In reply to: Nathan Bossart (#1)

Re: remove adaptive spins_per_delay code

Hi,

On 2024-08-27 11:16:15 -0500, Nathan Bossart wrote:

(creating new thread from [0])

On Wed, Apr 10, 2024 at 09:52:59PM -0400, Tom Lane wrote:

On fourth thought ... the number of tries to acquire the lock, or
in this case number of tries to observe the lock free, is not
NUM_DELAYS but NUM_DELAYS * spins_per_delay. Decreasing
spins_per_delay should therefore increase the risk of unexpected
"stuck spinlock" failures. And finish_spin_delay will decrement
spins_per_delay in any cycle where we slept at least once.
It's plausible therefore that this coding with finish_spin_delay
inside the main wait loop puts more downward pressure on
spins_per_delay than the algorithm is intended to cause.

I kind of wonder whether the premises finish_spin_delay is written
on even apply anymore, given that nobody except some buildfarm
dinosaurs runs Postgres on single-processor hardware anymore.
Maybe we should rip out the whole mechanism and hard-wire
spins_per_delay at 1000 or so.

I've been looking at spinlock contention on newer hardware, and while I do
not yet have any proposal to share for that, I saw this adaptive
spins_per_delay code and wondered about this possibility of "downward
pressure on spins_per_delay" for contended locks. ISTM it could make
matters worse in some cases.

Anyway, I'm inclined to agree that the premise of the adaptive
spins_per_delay code probably doesn't apply anymore, so here's a patch to
remove it.

FWIW, I've seen cases on multi-socket machines where performance was vastly
worse under contention with some values of spins_per_delay. With good numbers
being quite different on smaller machines. Most new-ish server CPUs these days
basically behave like a multi-socket machine internally, due to being
internally partitioned into multiple chiplets. And it's pretty clear that that
trend isn't going to go away. So finding a good value probably isn't easy.
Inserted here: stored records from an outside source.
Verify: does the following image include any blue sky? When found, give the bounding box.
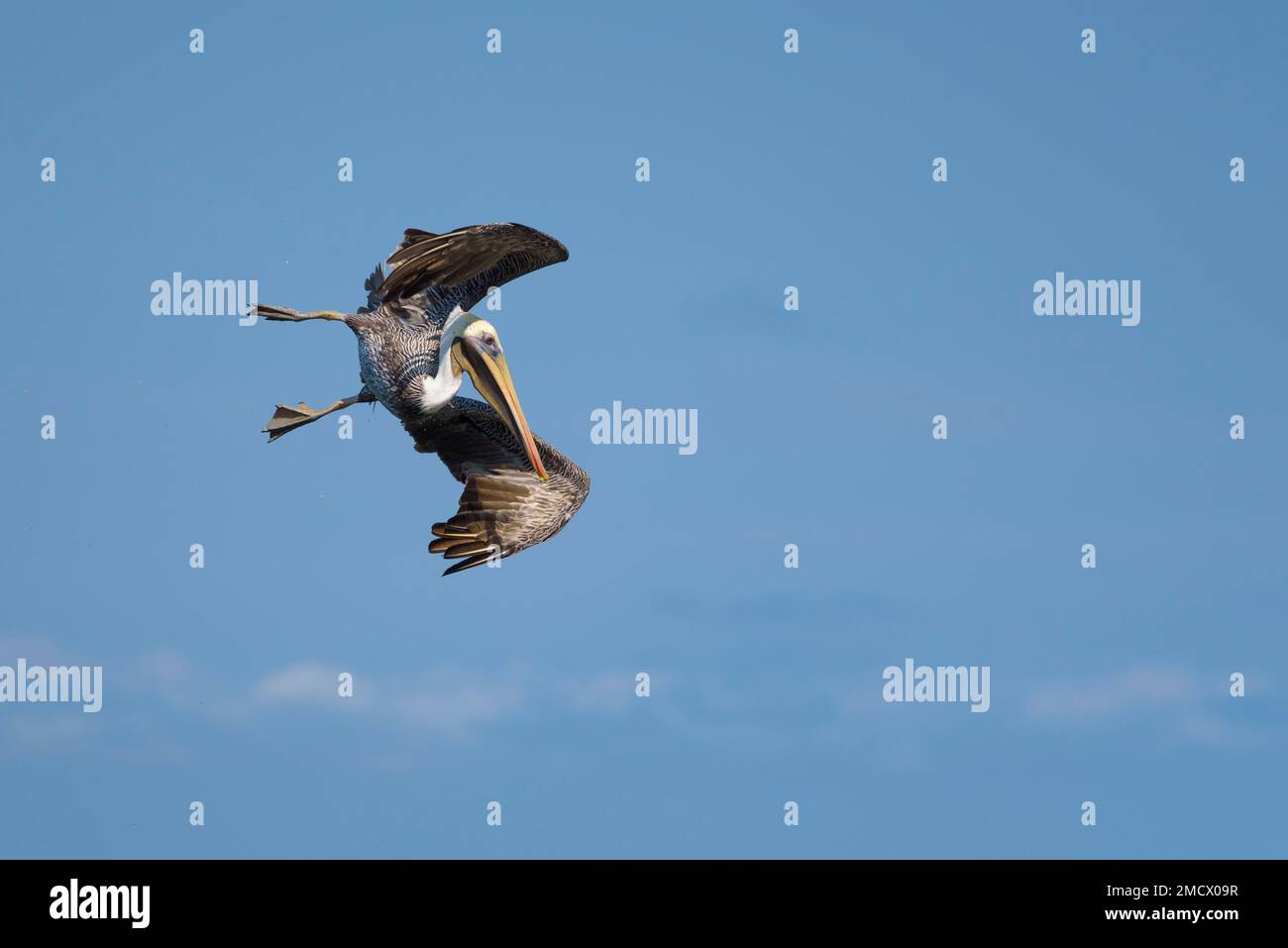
[0,3,1288,858]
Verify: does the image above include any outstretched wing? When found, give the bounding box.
[404,396,590,576]
[374,224,568,322]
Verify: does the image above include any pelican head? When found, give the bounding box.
[451,312,550,480]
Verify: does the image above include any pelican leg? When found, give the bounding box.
[250,303,345,322]
[263,387,376,445]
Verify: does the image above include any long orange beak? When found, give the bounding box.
[452,336,550,480]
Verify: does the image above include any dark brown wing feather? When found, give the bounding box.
[375,224,568,322]
[404,398,590,576]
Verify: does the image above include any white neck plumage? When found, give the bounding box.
[417,306,478,415]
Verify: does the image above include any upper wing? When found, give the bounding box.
[404,396,590,576]
[374,224,568,322]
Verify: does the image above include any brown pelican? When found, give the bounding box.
[257,224,590,576]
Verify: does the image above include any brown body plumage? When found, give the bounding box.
[252,224,590,576]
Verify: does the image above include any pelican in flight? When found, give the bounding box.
[255,224,590,576]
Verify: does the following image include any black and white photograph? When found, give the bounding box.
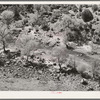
[0,3,100,94]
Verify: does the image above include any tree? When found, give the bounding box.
[0,10,14,53]
[0,22,10,53]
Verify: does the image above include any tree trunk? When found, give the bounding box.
[2,40,6,53]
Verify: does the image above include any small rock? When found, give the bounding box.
[81,72,91,79]
[81,78,88,85]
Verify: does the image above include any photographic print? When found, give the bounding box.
[0,2,100,94]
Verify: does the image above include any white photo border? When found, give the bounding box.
[0,1,100,99]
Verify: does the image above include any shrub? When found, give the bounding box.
[82,9,93,22]
[1,10,14,25]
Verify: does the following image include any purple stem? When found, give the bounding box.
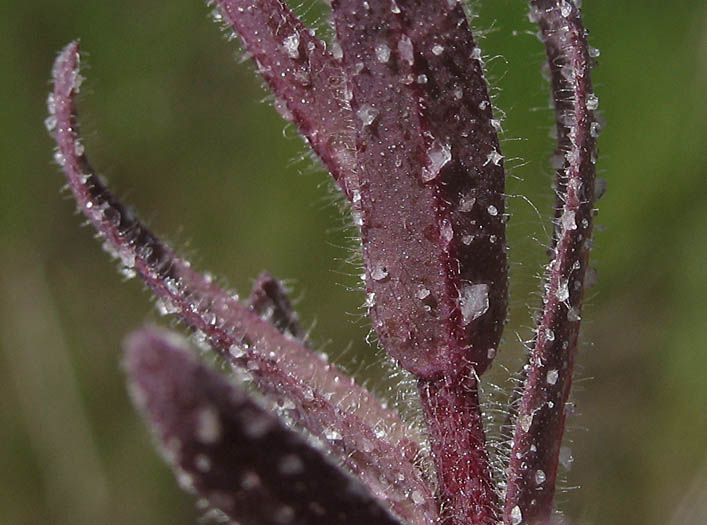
[125,329,401,525]
[248,272,309,348]
[210,0,358,200]
[49,43,437,524]
[504,0,599,524]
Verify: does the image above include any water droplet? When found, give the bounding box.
[196,406,221,444]
[44,115,56,133]
[398,35,415,66]
[459,283,489,325]
[47,93,56,115]
[155,297,179,315]
[560,210,577,230]
[228,345,245,359]
[518,414,533,432]
[356,104,378,127]
[560,447,574,470]
[547,368,560,385]
[535,470,547,485]
[567,307,582,323]
[440,219,454,243]
[241,471,260,490]
[375,43,390,64]
[422,139,452,182]
[511,505,523,525]
[331,42,344,60]
[324,428,341,441]
[410,490,425,505]
[371,264,388,281]
[273,505,295,524]
[594,177,608,200]
[589,122,601,138]
[282,33,299,59]
[415,285,431,301]
[555,279,570,302]
[484,149,503,166]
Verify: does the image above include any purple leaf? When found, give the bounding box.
[125,329,401,525]
[332,0,507,524]
[504,0,598,523]
[51,43,437,523]
[332,0,506,379]
[211,0,358,200]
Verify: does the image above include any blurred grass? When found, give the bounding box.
[0,0,707,524]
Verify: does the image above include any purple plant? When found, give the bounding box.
[47,0,599,525]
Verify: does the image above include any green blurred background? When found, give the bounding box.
[0,0,707,524]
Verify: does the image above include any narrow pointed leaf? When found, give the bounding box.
[332,0,507,379]
[50,43,437,523]
[211,0,357,199]
[504,0,598,523]
[332,0,507,524]
[125,329,401,525]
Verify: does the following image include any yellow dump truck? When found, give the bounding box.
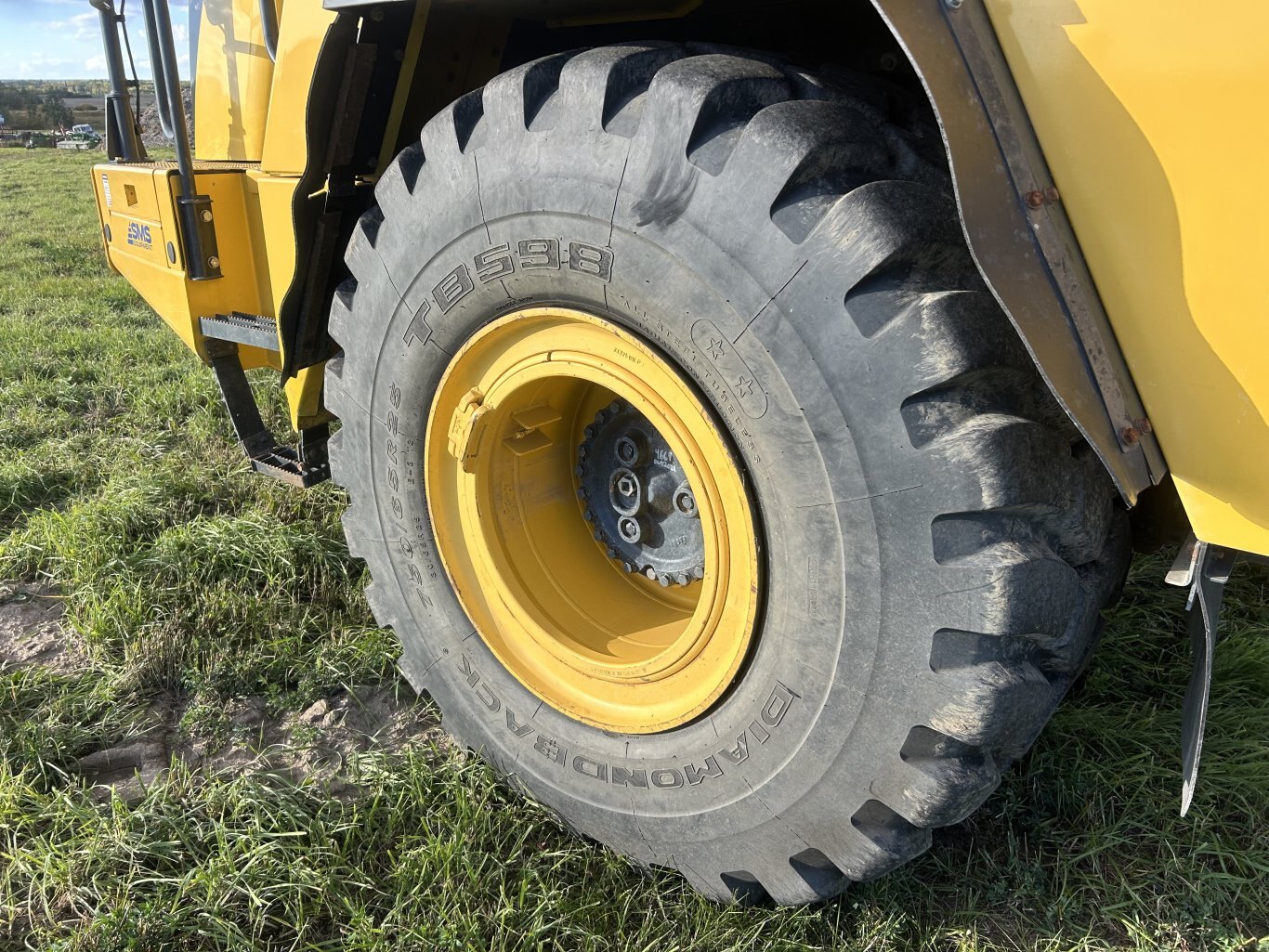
[84,0,1269,904]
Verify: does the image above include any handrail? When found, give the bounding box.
[89,0,146,163]
[142,0,221,280]
[142,3,177,142]
[260,0,278,62]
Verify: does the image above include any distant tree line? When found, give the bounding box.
[0,79,190,131]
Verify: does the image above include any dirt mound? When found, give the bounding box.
[0,582,445,801]
[0,581,86,669]
[137,86,194,146]
[76,685,445,801]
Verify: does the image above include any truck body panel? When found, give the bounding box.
[988,0,1269,554]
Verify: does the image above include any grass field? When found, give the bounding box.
[0,151,1269,952]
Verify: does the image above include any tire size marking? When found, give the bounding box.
[457,652,798,789]
[401,238,613,347]
[379,378,440,608]
[691,320,767,420]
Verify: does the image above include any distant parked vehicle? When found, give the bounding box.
[57,122,101,151]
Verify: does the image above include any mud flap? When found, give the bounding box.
[1168,536,1238,816]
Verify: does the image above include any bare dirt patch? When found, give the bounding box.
[0,582,445,800]
[0,581,87,671]
[76,685,447,801]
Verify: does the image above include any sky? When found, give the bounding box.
[0,0,190,79]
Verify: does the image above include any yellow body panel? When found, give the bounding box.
[258,0,335,175]
[194,0,276,163]
[93,163,278,368]
[986,0,1269,554]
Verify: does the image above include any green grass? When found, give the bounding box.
[0,150,1269,952]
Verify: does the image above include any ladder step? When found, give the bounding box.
[198,311,281,350]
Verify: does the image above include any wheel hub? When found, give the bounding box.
[424,307,762,734]
[576,400,705,586]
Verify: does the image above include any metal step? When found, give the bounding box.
[198,311,281,350]
[203,340,330,488]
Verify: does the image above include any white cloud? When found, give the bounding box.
[45,10,101,39]
[18,53,75,79]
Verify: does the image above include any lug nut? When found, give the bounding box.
[617,515,644,543]
[617,437,639,466]
[674,484,697,515]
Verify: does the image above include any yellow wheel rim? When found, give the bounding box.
[425,307,759,734]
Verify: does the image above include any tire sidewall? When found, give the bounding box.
[368,212,880,854]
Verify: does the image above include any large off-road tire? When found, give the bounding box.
[326,45,1128,904]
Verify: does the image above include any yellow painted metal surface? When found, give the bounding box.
[424,307,759,734]
[93,163,278,368]
[258,0,336,175]
[194,0,276,162]
[986,0,1269,554]
[283,360,335,430]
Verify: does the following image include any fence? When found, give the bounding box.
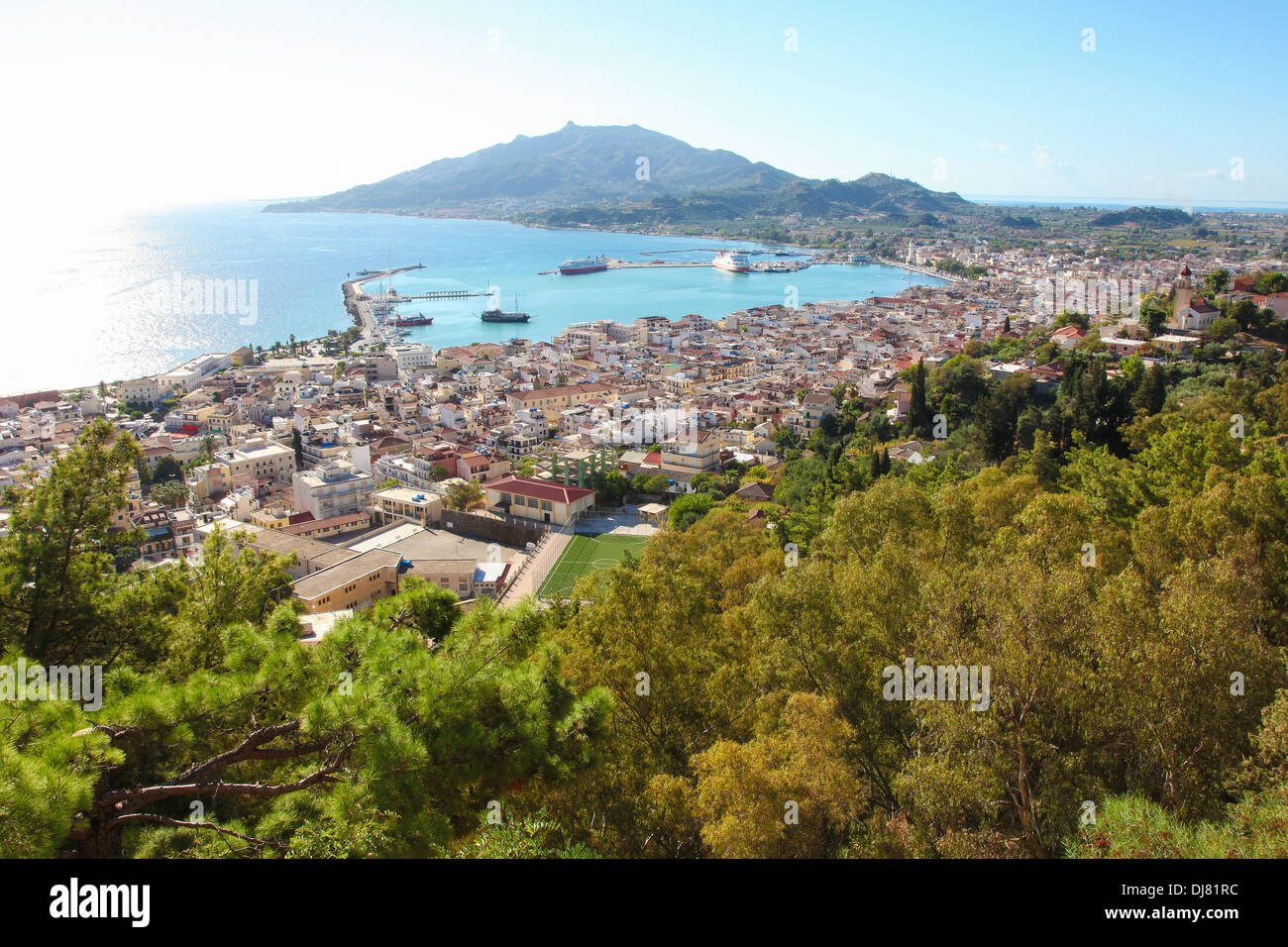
[498,519,577,604]
[442,510,546,546]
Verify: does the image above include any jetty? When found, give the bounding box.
[340,263,425,346]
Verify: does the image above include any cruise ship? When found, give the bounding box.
[711,250,751,273]
[559,256,608,275]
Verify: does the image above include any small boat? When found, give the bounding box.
[480,292,532,322]
[711,250,751,273]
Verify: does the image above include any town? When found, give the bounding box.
[0,229,1288,635]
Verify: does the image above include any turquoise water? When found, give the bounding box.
[0,202,937,393]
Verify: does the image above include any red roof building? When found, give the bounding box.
[483,476,595,526]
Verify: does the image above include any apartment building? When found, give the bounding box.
[215,437,295,487]
[291,460,374,519]
[121,377,170,411]
[506,381,612,421]
[371,487,443,526]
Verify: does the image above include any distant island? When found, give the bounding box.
[265,123,979,227]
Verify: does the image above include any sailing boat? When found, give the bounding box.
[480,292,532,322]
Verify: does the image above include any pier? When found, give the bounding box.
[340,263,425,346]
[369,290,488,305]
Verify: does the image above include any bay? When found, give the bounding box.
[0,201,941,394]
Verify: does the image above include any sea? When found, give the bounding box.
[0,201,943,394]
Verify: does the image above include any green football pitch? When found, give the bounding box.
[537,535,648,598]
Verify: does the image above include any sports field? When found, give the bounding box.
[537,533,648,598]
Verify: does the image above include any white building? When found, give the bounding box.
[291,460,375,519]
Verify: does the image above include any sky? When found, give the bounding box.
[0,0,1288,215]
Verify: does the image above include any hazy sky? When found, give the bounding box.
[0,0,1288,210]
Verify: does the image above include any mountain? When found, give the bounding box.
[265,123,974,226]
[266,123,798,213]
[1091,207,1194,227]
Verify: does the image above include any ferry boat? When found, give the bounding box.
[711,250,751,273]
[480,292,532,322]
[559,256,608,275]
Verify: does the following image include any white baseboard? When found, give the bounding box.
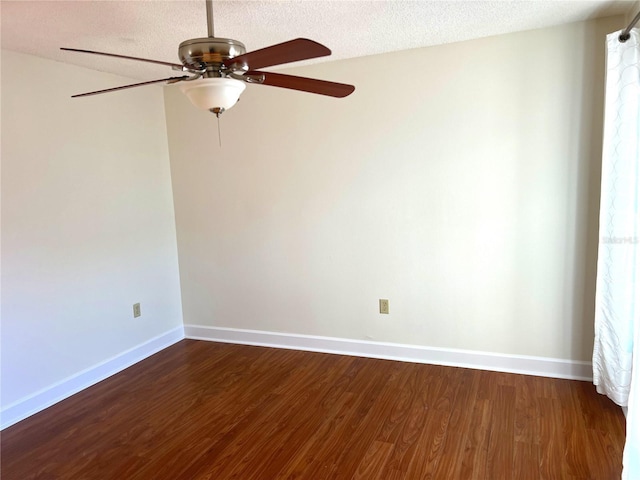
[0,325,184,429]
[184,325,592,381]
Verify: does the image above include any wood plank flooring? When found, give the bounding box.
[0,340,625,480]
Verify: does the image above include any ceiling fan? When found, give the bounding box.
[61,0,355,117]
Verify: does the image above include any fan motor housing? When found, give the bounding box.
[178,37,247,72]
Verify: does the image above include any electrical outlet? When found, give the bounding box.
[380,298,389,313]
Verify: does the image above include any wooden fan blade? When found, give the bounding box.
[60,47,182,70]
[224,38,331,70]
[71,75,189,98]
[247,71,356,98]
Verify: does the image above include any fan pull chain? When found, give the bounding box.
[216,115,222,148]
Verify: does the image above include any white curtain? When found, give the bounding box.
[593,29,640,480]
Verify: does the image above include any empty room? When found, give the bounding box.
[0,0,640,480]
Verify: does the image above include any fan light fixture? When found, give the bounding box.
[180,77,246,114]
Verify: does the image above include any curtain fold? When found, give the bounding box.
[593,28,640,479]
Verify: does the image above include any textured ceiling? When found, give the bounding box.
[0,0,634,80]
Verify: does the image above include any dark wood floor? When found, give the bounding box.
[1,340,624,480]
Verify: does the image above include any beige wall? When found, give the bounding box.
[165,18,621,360]
[1,51,182,408]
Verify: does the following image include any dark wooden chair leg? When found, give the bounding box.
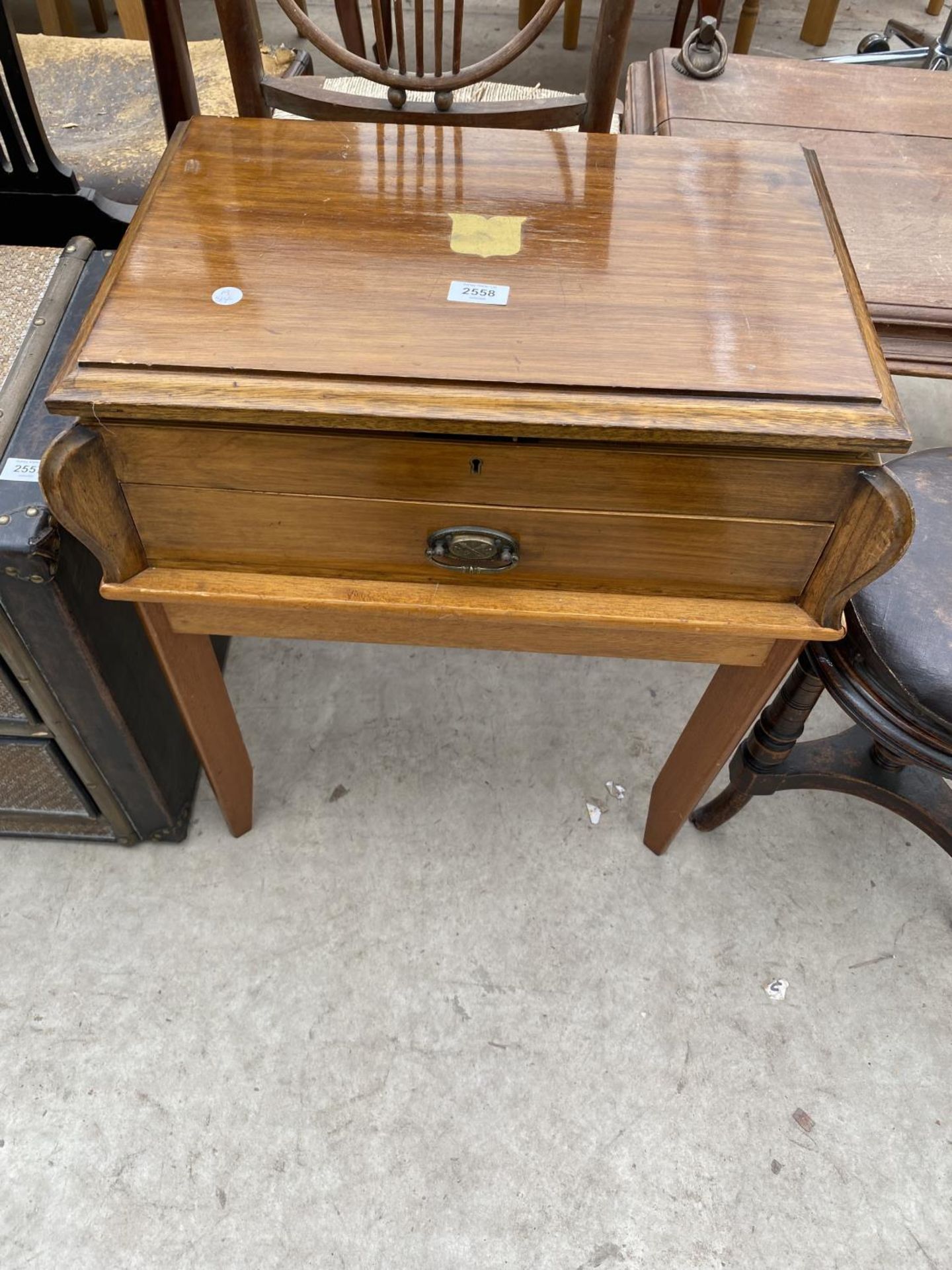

We don't have a whole lot of contended spin.h spinlocks left, except that we
have one very critical one, XLogCtl->Insert.insertpos_lck. And of course we
use the same spinning logic for buffer header locks - which can be heavily
contended.

I suspect that eventually we ought to replace all our userspace
spinlock-like-things with a framework for writing properly "waiting" locks
with some spinning. We can't just use lwlocks because support for
reader-writer locks makes them much more heavyweight (mainly because it
implies having to use an atomic operation for lock release, which shows up
substantially).

Greetings,

Andres Freund

Nathan Bossart

nathandbossart@gmail.com

over 1 year ago

In reply to: Andres Freund (#2)

Re: remove adaptive spins_per_delay code

On Tue, Aug 27, 2024 at 02:27:00PM -0400, Andres Freund wrote:

FWIW, I've seen cases on multi-socket machines where performance was vastly
worse under contention with some values of spins_per_delay. With good numbers
being quite different on smaller machines. Most new-ish server CPUs these days
basically behave like a multi-socket machine internally, due to being
internally partitioned into multiple chiplets. And it's pretty clear that that
trend isn't going to go away. So finding a good value probably isn't easy.

Yeah.

We don't have a whole lot of contended spin.h spinlocks left, except that we
have one very critical one, XLogCtl->Insert.insertpos_lck. And of course we
use the same spinning logic for buffer header locks - which can be heavily
contended.

Another one I've been looking into is pgssEntry->mutex, which shows up
prominently when pg_stat_statements.track_planning is on. There was some
previous discussion about this [0]/messages/by-id/2895b53b033c47ccb22972b589050dd9@EX13D05UWC001.ant.amazon.com, which resulted in that parameter
getting turned off by default (commit d1763ea). I tried converting those
locks to LWLocks, but that actually hurt performance. I also tried
changing the counters to atomics, which AFAICT is mostly doable except for
"usage". That one would require some more thought to be able to convert it
away from a double.

I suspect that eventually we ought to replace all our userspace
spinlock-like-things with a framework for writing properly "waiting" locks
with some spinning. We can't just use lwlocks because support for
reader-writer locks makes them much more heavyweight (mainly because it
implies having to use an atomic operation for lock release, which shows up
substantially).

Another approach I'm investigating is adding exponential backoff via extra
spins in perform_spin_delay(). I'm doubtful this will be a popular
suggestion, as appropriate settings seem to be hardware/workload dependent
and therefore will require a GUC or two, but it does seem to help
substantially on machines with many cores. In any case, I think we ought
to do _something_ in this area for v18.

[0]: /messages/by-id/2895b53b033c47ccb22972b589050dd9@EX13D05UWC001.ant.amazon.com

--
nathan